User:Jw13918
NH3 molecule
What is the molecule? Ammonia.
What is the calculation method? RB3LYP
What is the basis set? 6-31G(d,p)
What is the final energy E(RB3LYP) in atomic units (au)? -56.55776873 a.u.
What is the RMS gradient? 0.00000485 a.u.
What is the point group of your molecule? C3V
Optimised N-H bond distance: 1.01798 A
Optimised H-N-H bond angle: 105.741°
Item Value Threshold Converged? Maximum Force 0.000004 0.000450 YES RMS Force 0.000004 0.000300 YES Maximum Displacement 0.000072 0.001800 YES RMS Displacement 0.000035 0.001200 YES
NH3 |
The optimisation file is liked to here
| wavenumber/cm-1 | 1090 | 1694 | 1694 | 3461 | 3590 | 3590 |
|---|---|---|---|---|---|---|
| symmetry | A1 | E | E | A1 | E | E |
| intensity/arbitrary units | 145 | 14 | 14 | 1 | 0 | 0 |
How many modes do you expect from the 3N-6 rule? 6.

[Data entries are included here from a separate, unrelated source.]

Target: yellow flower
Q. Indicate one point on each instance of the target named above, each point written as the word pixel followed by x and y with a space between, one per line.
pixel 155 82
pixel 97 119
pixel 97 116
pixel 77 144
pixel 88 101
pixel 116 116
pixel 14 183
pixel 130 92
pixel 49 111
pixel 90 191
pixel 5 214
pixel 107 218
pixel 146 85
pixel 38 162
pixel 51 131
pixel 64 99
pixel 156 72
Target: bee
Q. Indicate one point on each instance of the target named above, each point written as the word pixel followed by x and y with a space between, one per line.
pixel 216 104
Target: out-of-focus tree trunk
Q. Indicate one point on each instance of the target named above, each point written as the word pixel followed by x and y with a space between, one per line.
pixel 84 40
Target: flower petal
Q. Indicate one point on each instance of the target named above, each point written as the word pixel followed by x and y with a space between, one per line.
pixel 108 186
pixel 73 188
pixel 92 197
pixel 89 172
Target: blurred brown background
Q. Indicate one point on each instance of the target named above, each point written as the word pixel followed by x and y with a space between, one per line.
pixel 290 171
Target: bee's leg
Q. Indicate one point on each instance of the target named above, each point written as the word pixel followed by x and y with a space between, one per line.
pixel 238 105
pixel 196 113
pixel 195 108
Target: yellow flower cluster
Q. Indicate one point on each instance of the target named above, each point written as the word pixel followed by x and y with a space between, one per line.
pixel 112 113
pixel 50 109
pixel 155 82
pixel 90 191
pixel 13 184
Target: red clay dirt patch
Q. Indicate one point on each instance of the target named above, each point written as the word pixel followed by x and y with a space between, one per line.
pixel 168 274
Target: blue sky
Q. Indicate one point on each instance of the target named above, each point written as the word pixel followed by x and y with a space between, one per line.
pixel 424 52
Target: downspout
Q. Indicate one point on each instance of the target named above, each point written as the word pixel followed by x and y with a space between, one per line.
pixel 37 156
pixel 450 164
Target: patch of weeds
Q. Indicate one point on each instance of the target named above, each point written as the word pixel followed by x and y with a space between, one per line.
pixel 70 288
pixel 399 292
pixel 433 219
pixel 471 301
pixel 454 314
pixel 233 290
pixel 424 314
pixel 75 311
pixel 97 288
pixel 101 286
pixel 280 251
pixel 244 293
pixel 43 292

Which modes are degenerate (ie have the same energy)? 2 and 3 are degenerate, 5 and 6 are degenerate.
Which modes are "bending" vibrations and which are "bond stretch" vibrations? "bending" vibrations: 1,2,3. "bond stretch" vibrations: 4,5,6.

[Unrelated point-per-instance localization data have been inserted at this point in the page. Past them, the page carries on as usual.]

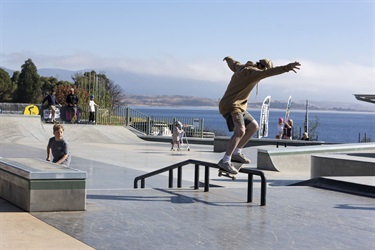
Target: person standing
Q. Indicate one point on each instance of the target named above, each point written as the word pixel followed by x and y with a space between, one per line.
pixel 233 105
pixel 280 128
pixel 92 105
pixel 72 102
pixel 288 130
pixel 52 103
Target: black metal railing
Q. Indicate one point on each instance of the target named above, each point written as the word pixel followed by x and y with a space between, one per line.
pixel 250 172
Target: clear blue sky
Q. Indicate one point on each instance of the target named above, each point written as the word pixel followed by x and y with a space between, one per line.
pixel 333 40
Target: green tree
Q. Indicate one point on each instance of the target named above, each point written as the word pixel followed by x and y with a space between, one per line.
pixel 29 85
pixel 7 87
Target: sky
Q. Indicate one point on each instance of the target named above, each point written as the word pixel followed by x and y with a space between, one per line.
pixel 184 41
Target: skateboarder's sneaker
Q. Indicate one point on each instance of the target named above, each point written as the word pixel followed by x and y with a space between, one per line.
pixel 227 166
pixel 241 158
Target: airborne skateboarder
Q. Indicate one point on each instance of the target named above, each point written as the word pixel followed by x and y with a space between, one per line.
pixel 233 105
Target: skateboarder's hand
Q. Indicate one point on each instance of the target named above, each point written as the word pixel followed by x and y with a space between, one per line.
pixel 293 66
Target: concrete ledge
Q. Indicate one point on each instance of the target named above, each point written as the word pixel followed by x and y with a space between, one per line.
pixel 342 165
pixel 298 159
pixel 39 186
pixel 220 143
pixel 168 139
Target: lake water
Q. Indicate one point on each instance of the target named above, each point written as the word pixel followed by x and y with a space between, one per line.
pixel 340 127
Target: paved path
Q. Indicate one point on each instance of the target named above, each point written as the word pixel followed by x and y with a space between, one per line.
pixel 120 217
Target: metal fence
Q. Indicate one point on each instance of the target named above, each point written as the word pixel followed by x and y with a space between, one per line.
pixel 120 116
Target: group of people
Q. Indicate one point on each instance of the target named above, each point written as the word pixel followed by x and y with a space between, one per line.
pixel 232 106
pixel 72 106
pixel 57 147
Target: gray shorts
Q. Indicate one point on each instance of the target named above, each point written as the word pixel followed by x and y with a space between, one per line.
pixel 241 118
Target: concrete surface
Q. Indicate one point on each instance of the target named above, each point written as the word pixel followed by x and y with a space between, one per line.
pixel 298 159
pixel 120 217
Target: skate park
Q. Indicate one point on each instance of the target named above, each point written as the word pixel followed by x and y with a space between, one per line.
pixel 326 215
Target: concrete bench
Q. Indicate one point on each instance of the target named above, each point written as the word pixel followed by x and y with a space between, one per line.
pixel 355 164
pixel 221 142
pixel 298 159
pixel 39 186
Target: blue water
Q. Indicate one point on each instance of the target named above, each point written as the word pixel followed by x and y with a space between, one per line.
pixel 338 127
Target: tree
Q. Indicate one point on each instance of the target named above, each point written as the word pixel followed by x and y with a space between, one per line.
pixel 116 93
pixel 29 85
pixel 7 87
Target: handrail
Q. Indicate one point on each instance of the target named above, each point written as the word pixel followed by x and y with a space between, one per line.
pixel 207 165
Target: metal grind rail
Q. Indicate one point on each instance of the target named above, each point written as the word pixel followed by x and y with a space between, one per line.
pixel 207 165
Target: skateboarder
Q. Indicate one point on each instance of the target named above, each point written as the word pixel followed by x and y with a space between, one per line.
pixel 233 105
pixel 177 135
pixel 57 147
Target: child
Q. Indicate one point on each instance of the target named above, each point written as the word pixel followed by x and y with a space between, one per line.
pixel 92 105
pixel 58 147
pixel 177 134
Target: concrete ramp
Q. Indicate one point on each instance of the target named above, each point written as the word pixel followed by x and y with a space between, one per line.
pixel 30 129
pixel 298 159
pixel 22 129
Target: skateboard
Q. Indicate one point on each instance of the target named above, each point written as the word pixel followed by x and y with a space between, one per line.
pixel 237 165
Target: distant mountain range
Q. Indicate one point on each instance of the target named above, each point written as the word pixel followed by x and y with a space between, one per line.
pixel 165 91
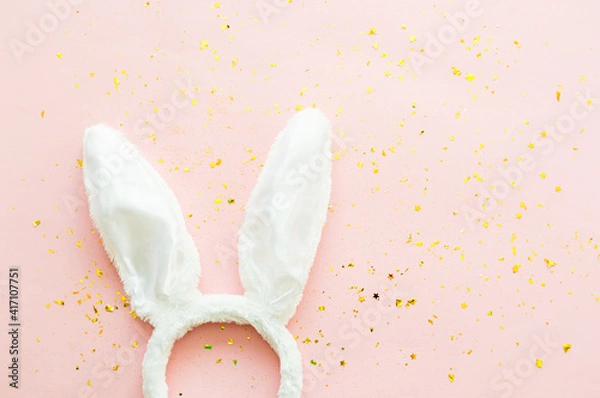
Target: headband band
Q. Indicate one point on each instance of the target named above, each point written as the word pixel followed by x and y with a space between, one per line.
pixel 144 234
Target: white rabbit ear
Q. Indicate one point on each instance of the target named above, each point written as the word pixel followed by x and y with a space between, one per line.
pixel 140 223
pixel 285 214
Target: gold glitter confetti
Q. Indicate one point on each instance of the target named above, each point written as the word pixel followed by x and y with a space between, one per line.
pixel 549 263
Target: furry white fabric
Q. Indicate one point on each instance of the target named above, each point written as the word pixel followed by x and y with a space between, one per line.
pixel 144 234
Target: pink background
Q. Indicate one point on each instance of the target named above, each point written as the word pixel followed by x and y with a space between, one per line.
pixel 444 136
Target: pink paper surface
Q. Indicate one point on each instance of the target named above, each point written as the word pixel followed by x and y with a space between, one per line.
pixel 436 106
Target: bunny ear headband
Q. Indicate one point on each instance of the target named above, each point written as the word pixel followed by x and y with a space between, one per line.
pixel 144 234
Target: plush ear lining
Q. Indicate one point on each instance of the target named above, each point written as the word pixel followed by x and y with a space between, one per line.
pixel 286 213
pixel 140 222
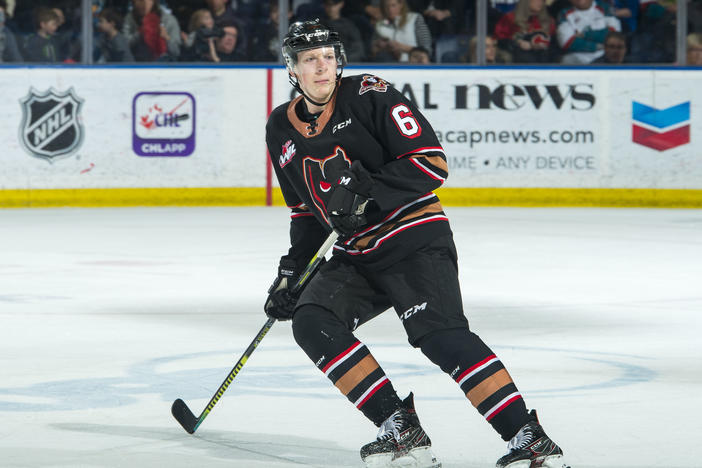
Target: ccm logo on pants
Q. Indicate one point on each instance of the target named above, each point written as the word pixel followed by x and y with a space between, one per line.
pixel 412 310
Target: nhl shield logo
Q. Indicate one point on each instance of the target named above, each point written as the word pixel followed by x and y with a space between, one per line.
pixel 51 123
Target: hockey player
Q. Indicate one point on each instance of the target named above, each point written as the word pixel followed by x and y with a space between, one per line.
pixel 354 155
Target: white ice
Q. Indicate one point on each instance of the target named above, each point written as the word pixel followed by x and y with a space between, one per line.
pixel 108 315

Which mode is highly symmetric? mode 4.
One mode is known as the "umbrella" mode, which one is this? mode 1.
How many bands would you expect to see in an experimental spectrum of gaseous ammonia? 2.
Charge on the N-atom is -1.125, charge on H-atoms is +0.375 because N has higher electronegativity than H.
N2 molecule
What is the molecule? N2.
What is the calculation method? RB3LYP
What is the basis set? 6-31G(d,p)
What is the final energy E(RB3LYP) in atomic units (au)? -109.52412868 a.u.
What is the RMS gradient? 0.00000060 a.u.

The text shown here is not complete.